Twitter CEO Parag Agarwal plans to take "a few weeks" of paternity leave for the birth of his second child, the company confirmed on Wednesday. First reported by The Washington Post, Agarwal announced he was taking leave at a company all-hands meeting last week, though apparently it would take less than the full 20 weeks provided by Twitter.

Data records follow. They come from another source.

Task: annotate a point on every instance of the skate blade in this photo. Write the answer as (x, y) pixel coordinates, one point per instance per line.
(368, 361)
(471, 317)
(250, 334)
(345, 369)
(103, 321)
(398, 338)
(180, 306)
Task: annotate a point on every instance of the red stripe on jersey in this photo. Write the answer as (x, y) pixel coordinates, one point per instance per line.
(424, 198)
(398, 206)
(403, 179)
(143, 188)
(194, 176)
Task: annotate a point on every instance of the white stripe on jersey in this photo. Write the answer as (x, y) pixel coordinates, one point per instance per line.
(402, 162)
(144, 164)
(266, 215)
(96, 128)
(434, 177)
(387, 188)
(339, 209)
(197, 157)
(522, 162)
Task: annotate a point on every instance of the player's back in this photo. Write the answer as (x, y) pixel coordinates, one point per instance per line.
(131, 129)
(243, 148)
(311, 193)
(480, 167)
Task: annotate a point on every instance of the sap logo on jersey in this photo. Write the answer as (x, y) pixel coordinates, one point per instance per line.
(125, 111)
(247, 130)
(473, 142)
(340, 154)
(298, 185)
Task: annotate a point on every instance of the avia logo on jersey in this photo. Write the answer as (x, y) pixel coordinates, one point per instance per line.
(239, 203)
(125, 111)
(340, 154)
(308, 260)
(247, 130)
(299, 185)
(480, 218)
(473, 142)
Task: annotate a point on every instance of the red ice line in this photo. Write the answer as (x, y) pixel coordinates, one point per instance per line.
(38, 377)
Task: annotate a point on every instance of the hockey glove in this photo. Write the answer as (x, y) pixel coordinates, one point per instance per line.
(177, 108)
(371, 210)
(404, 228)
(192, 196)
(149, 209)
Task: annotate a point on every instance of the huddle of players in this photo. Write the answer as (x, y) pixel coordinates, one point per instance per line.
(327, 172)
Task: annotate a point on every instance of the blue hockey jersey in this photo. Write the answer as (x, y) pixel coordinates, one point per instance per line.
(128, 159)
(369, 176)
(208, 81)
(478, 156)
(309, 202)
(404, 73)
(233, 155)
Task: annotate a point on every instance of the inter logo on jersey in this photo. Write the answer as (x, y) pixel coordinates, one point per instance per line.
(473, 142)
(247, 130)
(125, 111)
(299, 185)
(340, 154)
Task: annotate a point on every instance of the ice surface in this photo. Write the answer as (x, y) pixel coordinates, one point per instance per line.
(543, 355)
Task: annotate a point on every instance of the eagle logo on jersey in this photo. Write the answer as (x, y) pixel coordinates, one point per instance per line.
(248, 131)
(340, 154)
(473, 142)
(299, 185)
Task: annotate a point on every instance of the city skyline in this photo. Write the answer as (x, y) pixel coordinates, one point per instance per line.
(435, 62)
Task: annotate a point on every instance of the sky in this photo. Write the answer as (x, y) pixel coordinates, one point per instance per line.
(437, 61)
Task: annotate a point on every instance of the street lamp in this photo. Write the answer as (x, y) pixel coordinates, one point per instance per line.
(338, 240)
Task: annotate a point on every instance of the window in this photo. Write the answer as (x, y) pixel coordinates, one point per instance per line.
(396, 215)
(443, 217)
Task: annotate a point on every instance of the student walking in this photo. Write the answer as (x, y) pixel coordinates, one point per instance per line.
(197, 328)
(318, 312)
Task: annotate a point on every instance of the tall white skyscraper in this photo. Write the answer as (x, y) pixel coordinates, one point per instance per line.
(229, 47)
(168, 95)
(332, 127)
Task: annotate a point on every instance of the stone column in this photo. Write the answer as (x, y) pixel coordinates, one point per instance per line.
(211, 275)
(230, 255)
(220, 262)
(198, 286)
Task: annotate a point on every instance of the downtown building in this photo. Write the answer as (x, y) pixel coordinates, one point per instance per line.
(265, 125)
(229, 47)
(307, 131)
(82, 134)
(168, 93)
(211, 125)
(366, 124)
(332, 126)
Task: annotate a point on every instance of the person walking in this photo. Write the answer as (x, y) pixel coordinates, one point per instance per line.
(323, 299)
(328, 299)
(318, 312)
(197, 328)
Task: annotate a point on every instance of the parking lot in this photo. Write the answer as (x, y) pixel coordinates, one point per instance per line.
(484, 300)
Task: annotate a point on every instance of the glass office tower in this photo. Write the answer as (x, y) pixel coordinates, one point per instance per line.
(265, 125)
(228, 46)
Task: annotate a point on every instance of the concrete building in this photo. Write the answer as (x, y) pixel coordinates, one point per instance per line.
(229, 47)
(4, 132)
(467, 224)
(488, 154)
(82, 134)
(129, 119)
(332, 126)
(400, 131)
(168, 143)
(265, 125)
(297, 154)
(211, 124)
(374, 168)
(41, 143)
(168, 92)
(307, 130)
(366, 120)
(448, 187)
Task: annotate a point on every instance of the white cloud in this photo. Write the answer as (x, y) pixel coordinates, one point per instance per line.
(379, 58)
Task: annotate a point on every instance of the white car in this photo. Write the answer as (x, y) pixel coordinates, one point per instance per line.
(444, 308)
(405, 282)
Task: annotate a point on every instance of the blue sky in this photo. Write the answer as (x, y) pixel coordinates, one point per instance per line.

"At Twitter, we encourage and fully support employees taking parental leave," Twitter's head of corporate communications, Laura Yagerman, said in a statement emailed to The Verge. "It's a personal decision, and we've created a parental leave program (supporting up to 20 weeks of flexible leave) that's customizable for that reason." He added that Agarwal, who is the executive sponsor of Twitter's internal native community, plans to "stay engaged" with the company's executive team during his vacation.

Agarwal has been at the top post on Twitter since November, when co-founder Jack Dorsey resigned. The Post reports that he has not named an interim CEO to handle the day-to-day while he is out.

While many (but not all) private companies offer at least some paid leave for new parents, and many states have paid parental leave policies, the United States remains the largest country in the world. Has happened. Which does not have a national paid parental leave policy. According to the most recent data from the World Policy Analysis Center, the average paid maternity leave worldwide is 29 weeks, and the average paid paternity leave is 16 weeks.

In tech companies, many high-profile founders and CEOs have made it a point to take the parental leave provided by their companies. Mark Zuckerberg, the CEO of Facebook's parent company Meta, took two months of paternity leave after the birth of his daughters in 2015 and 2017. And Reddit co-founder Alexis Ohanian took 16 weeks of paternity leave in 2017 when his wife, tennis star Serena Williams, gave birth to a daughter. He spoke out in a New York Times op-ed against the stigma attached to men taking full paternity leave: "...Dad, let me be your air cover. I took my full 16 weeks and I'm still ambitious and want to." I'm on my own." I care about my career. Talk to your officers and tell them I sent you."

Research shows that a national paid leave policy in the US would have plenty of benefits for children and families, but the amount of leave fathers really deserve can still raise eyebrows and snarky comments. US Transportation Secretary Pete Buttigieg took paternity leave when she and her husband, Chastain, welcomed their newborn twins last year and were speculated to have done so. Just to confirm: even though it's called a "vacation," taking care of young children is a lot of work, whether you have given birth to young children or not.